Although Israel frequently carries out air raids in Gaza, ground troops had entered the area only three times since Israel withdrew in September.
Secretary of State Condoleezza Rice urged Israel to "give diplomacy a chance."
A senior military officer told a committee of the Israeli parliament that Shalit was being held in the southern Gaza Strip and that the army wanted to prevent his being moved to Egypt, according to Israel Radio.
It also reported that Egypt had deployed more than 2,500 police and soldiers on its border with Gaza, fearing a rush by Palestinians out of Gaza if Israel launched an attack. Egyptian officials said the government asked Hamas to release the soldier, but that negotiations had made little progress.
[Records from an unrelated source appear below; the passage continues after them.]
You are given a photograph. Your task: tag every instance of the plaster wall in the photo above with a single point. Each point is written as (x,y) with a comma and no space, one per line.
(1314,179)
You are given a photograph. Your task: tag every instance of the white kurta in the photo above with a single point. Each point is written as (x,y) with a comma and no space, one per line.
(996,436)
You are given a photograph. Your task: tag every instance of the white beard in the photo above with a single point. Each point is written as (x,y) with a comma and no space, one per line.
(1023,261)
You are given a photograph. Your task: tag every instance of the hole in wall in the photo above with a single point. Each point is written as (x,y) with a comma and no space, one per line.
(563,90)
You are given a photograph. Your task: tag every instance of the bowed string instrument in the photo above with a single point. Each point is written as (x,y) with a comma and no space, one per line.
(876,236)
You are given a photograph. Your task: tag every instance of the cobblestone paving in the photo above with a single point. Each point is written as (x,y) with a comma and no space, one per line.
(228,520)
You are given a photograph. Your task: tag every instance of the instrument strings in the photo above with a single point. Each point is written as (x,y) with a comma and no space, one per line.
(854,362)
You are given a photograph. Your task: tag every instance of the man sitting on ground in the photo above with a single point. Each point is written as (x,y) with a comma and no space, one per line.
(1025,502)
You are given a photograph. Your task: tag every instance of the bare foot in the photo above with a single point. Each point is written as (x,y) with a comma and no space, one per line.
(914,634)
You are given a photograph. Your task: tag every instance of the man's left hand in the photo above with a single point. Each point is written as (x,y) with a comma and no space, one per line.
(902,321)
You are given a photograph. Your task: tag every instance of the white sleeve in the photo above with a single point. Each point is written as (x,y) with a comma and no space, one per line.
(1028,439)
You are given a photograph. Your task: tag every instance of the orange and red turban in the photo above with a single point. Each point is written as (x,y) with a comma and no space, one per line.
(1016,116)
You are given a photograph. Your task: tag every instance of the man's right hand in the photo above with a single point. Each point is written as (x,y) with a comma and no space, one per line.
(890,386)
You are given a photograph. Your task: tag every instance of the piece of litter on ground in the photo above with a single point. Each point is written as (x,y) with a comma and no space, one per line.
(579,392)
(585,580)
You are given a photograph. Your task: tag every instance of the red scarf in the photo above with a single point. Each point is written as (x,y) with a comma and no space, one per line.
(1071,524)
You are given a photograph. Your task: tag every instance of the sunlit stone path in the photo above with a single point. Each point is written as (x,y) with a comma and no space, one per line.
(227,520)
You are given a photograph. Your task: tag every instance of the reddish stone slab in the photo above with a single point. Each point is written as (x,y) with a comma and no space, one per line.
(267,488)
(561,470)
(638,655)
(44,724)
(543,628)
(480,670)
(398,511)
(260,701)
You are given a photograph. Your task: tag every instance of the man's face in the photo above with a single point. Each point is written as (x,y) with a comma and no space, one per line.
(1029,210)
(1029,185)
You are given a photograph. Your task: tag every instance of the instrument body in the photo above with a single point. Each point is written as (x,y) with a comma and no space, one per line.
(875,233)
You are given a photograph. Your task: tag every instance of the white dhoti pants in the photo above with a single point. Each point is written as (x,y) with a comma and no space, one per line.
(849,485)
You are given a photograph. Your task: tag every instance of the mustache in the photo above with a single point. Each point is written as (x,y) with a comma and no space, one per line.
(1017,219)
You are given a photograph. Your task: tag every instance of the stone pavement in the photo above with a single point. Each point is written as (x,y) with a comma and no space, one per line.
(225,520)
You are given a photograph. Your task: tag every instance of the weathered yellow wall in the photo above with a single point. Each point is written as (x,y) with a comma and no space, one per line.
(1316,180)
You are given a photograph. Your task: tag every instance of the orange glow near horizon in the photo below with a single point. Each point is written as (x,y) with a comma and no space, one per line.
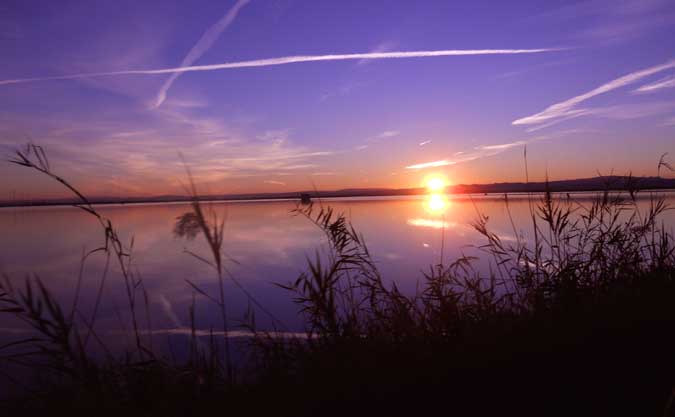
(435,183)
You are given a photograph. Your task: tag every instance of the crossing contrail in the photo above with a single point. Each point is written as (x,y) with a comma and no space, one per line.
(286,60)
(203,44)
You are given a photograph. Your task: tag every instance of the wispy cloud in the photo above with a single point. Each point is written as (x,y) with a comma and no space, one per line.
(668,82)
(203,44)
(383,47)
(567,109)
(388,134)
(432,164)
(289,60)
(477,152)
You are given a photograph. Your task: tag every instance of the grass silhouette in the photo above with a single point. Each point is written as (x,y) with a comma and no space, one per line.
(577,321)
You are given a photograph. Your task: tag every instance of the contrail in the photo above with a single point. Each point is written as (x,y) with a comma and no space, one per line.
(567,108)
(287,60)
(204,44)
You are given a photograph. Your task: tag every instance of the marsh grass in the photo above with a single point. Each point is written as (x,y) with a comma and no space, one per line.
(573,319)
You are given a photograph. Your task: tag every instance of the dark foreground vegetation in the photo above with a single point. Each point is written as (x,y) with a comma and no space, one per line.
(578,319)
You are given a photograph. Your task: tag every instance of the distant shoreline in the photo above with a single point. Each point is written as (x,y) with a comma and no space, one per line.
(598,184)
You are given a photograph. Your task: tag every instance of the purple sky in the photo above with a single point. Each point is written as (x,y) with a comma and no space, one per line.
(593,91)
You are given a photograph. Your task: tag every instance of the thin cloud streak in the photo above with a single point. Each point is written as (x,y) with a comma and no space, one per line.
(659,85)
(204,44)
(477,153)
(289,60)
(567,108)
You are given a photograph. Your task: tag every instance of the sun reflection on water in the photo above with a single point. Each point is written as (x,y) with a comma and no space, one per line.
(436,203)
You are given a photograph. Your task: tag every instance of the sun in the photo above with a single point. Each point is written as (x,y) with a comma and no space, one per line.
(435,184)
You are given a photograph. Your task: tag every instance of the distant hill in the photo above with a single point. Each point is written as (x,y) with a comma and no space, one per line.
(611,183)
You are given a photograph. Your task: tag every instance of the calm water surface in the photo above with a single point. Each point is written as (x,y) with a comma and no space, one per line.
(264,241)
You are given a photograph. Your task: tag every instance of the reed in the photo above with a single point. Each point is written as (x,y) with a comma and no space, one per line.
(576,319)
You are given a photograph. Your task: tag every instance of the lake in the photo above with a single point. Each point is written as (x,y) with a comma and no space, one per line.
(265,243)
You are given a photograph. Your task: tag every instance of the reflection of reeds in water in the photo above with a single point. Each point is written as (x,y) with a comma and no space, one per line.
(593,290)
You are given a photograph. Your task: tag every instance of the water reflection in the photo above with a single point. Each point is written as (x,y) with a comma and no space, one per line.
(270,245)
(437,203)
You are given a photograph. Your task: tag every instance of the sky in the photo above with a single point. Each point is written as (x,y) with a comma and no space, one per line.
(287,95)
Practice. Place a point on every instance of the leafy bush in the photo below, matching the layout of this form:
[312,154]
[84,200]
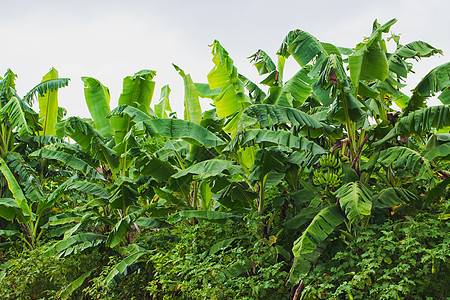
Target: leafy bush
[187,265]
[402,260]
[34,275]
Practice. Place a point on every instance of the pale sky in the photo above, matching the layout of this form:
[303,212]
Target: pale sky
[109,40]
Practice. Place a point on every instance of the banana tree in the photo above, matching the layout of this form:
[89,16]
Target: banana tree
[357,99]
[23,199]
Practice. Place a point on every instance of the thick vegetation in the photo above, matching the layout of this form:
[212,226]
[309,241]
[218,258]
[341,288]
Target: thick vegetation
[312,187]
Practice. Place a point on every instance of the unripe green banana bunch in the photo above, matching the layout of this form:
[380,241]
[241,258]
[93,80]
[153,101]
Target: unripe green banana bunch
[330,177]
[318,178]
[329,161]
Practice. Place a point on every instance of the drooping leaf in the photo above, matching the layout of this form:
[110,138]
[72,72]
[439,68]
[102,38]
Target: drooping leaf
[66,159]
[16,191]
[224,75]
[284,138]
[393,196]
[210,169]
[14,113]
[180,129]
[164,105]
[293,93]
[421,121]
[192,109]
[302,46]
[97,99]
[369,61]
[44,87]
[48,106]
[262,62]
[318,230]
[355,200]
[269,115]
[122,266]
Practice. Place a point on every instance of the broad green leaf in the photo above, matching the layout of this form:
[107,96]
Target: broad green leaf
[284,138]
[210,169]
[418,49]
[8,208]
[8,233]
[192,109]
[164,105]
[16,191]
[122,266]
[436,80]
[293,93]
[224,75]
[206,214]
[180,129]
[117,235]
[421,121]
[269,115]
[355,200]
[393,196]
[135,115]
[262,62]
[302,46]
[97,99]
[160,170]
[44,87]
[318,230]
[14,113]
[438,151]
[369,61]
[81,238]
[66,159]
[48,106]
[90,188]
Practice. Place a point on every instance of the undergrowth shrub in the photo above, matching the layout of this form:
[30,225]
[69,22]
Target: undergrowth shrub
[395,260]
[183,266]
[34,275]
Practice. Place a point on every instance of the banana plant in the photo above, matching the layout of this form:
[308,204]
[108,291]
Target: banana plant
[24,202]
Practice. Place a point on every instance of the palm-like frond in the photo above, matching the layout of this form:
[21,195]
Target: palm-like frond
[269,115]
[44,87]
[423,120]
[356,200]
[13,112]
[318,230]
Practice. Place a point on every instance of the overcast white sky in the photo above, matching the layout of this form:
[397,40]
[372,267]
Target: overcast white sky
[109,40]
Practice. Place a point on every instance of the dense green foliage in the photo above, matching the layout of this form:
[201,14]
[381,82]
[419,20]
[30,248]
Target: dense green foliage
[312,187]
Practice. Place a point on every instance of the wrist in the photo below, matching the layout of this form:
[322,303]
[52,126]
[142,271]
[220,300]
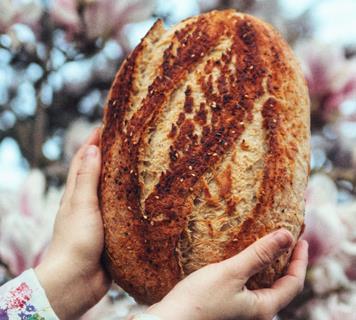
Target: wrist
[69,293]
[165,310]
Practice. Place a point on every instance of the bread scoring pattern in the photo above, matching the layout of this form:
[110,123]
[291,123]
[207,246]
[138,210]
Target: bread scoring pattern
[203,140]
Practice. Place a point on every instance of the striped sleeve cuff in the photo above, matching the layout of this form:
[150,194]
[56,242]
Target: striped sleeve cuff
[24,298]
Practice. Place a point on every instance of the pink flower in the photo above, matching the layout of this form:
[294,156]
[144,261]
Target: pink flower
[19,11]
[105,18]
[330,76]
[26,222]
[335,307]
[324,230]
[65,14]
[78,131]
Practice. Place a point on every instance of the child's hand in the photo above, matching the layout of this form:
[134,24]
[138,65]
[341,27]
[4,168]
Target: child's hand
[70,272]
[218,292]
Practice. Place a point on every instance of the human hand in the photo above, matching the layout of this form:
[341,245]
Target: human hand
[218,291]
[71,272]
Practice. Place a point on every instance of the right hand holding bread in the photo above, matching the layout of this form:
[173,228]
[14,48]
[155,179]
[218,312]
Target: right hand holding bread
[218,291]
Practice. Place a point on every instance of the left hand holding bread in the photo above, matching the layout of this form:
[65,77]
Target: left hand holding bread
[71,272]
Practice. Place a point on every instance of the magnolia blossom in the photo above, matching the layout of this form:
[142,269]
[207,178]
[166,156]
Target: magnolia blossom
[65,13]
[324,230]
[329,74]
[19,11]
[105,18]
[27,220]
[335,307]
[331,236]
[77,133]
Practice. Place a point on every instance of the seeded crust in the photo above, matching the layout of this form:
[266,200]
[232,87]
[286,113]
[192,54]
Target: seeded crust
[205,149]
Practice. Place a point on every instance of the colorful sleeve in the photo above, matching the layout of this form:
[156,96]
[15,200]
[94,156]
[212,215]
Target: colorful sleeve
[24,298]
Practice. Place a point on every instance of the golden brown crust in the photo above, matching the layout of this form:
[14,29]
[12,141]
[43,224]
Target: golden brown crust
[222,90]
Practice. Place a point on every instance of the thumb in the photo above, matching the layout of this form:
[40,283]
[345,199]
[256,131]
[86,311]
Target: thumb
[85,190]
[260,254]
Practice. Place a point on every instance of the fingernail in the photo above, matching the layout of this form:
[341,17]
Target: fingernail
[90,152]
[283,238]
[305,243]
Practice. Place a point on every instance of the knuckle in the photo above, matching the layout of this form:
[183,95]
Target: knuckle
[263,254]
[229,270]
[87,201]
[83,172]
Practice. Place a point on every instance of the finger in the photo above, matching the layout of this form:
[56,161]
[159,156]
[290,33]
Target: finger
[75,164]
[86,183]
[286,288]
[260,254]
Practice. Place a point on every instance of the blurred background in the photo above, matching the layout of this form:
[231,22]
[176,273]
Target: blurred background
[57,61]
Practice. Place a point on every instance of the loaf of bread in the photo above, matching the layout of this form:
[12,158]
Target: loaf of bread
[205,149]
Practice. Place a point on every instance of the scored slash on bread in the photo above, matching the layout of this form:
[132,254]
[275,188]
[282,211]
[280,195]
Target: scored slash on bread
[205,149]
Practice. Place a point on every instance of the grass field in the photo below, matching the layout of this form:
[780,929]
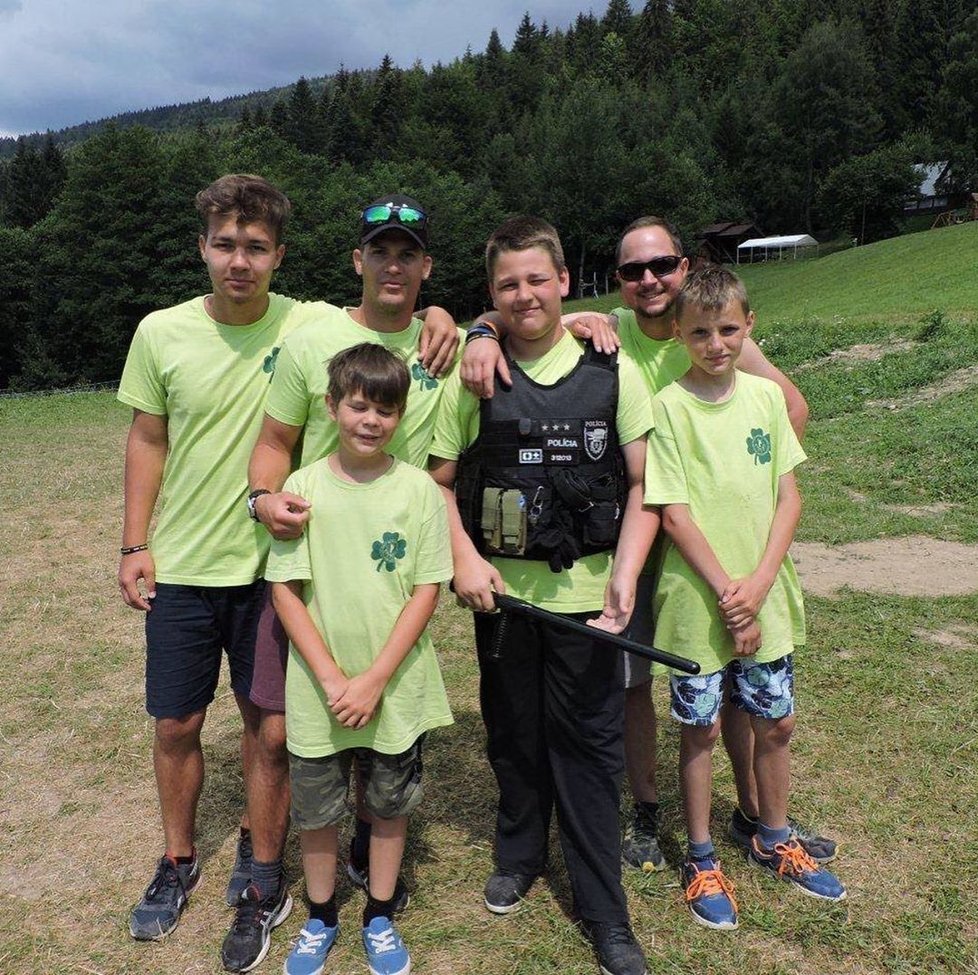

"When Israel comes to invade us, we all help each other - Hamas, Fatah, Islamic Jihad, whatever," said Abu Mazen, who makes ice cream in Gaza's Jabaliya refugee camp but was helping Hamas with its preparations.
Dr. Ali Abed, 40, a surgeon at Khamel Edwan Hospital in Jabaliya, said doctors doubled the number of beds, even sending some patients home early to open up more space. The hospital had four surgeons on duty instead of the usual two.